After another coastal stop, it was time to visit the glacier. Unfortunately, due to bad weather forecast for the following day, we were not able to put on ice spikes and walk up the glacier. As a compromise, we visited a day early so we could at least see the glacier properly. The ice was amazing, showing a slight blue tint as a result of its great mass. After a briefing with our tour guide in which he explained the ice had melted, causing a recession of around two hundred metres in the last 30 years, we hiked to the glacier’s base and had some group photos and a few talks on the geography of the area. The black grit covered a lot of the ice and a giant pool up to sixty metres deep had formed from the melting ice. It was a shame we couldn’t get on to the glacier, but we were very lucky to at least study it and experience it first-hand.
Saturday, 29th October 2016
As predicted, the weather was terrible. The wind and rain were both so strong that it was very hard to stay warm and dry when outside. We visited an information centre to avoid the bad weather, and many of the group took turns on the earthquake simulator. Once finished in the adjoined shop, we set off to our next destination: an area where we could hard boil eggs in a natural water system. The water that formed the streams in this park was, in places, at a temperature of around 80 degrees Celsius - a complete contrast to the low temperature of the rain! The eggs were carried out to the water pools in nets on sticks, eventually being held in the water for around 10 minutes. They were surprisingly well done and tasted very good.
We then travelled to a ‘Geo-thermal power station’ in which we learnt about the energy use in Iceland and, more specifically, Reykjavik. Iceland is one of the world’s leading countries in renewable energy, with amazing levels of environmental knowledge and care.

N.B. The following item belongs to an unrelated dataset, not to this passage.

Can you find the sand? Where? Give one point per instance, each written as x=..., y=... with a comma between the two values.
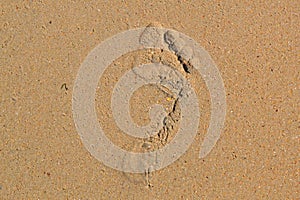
x=255, y=46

Once the tour was over, we visited a crater that was so large; it was almost like the mould for an upside down ‘mini-mountain’. The water that had settled in the bottom was so blue and almost unnatural looking. The rain still fell and the weather didn’t look as if it were going to clear, so we travelled back to the hostel for dinner and a quiz.
Sunday, 30th October 2016
We had to wake up at 2AM in order to get to the airport on time. Everyone was very tired, but we were able to board the plane and get home safely. The experience was great and extremely interesting. If this trip runs again, I highly recommend it. The geography was very interesting, and seeing everything first-hand really added to the experience. The teachers were very organised and helped make the trip a success. As well as that, our tour guide and bus driver were great at keeping everyone entertained and interested on the longer journeys. On behalf of everyone who went on the trip, I would like to thank all of the adults who were involved in planning and organising the trip, and I feel very lucky to have been a part of such a great group of students.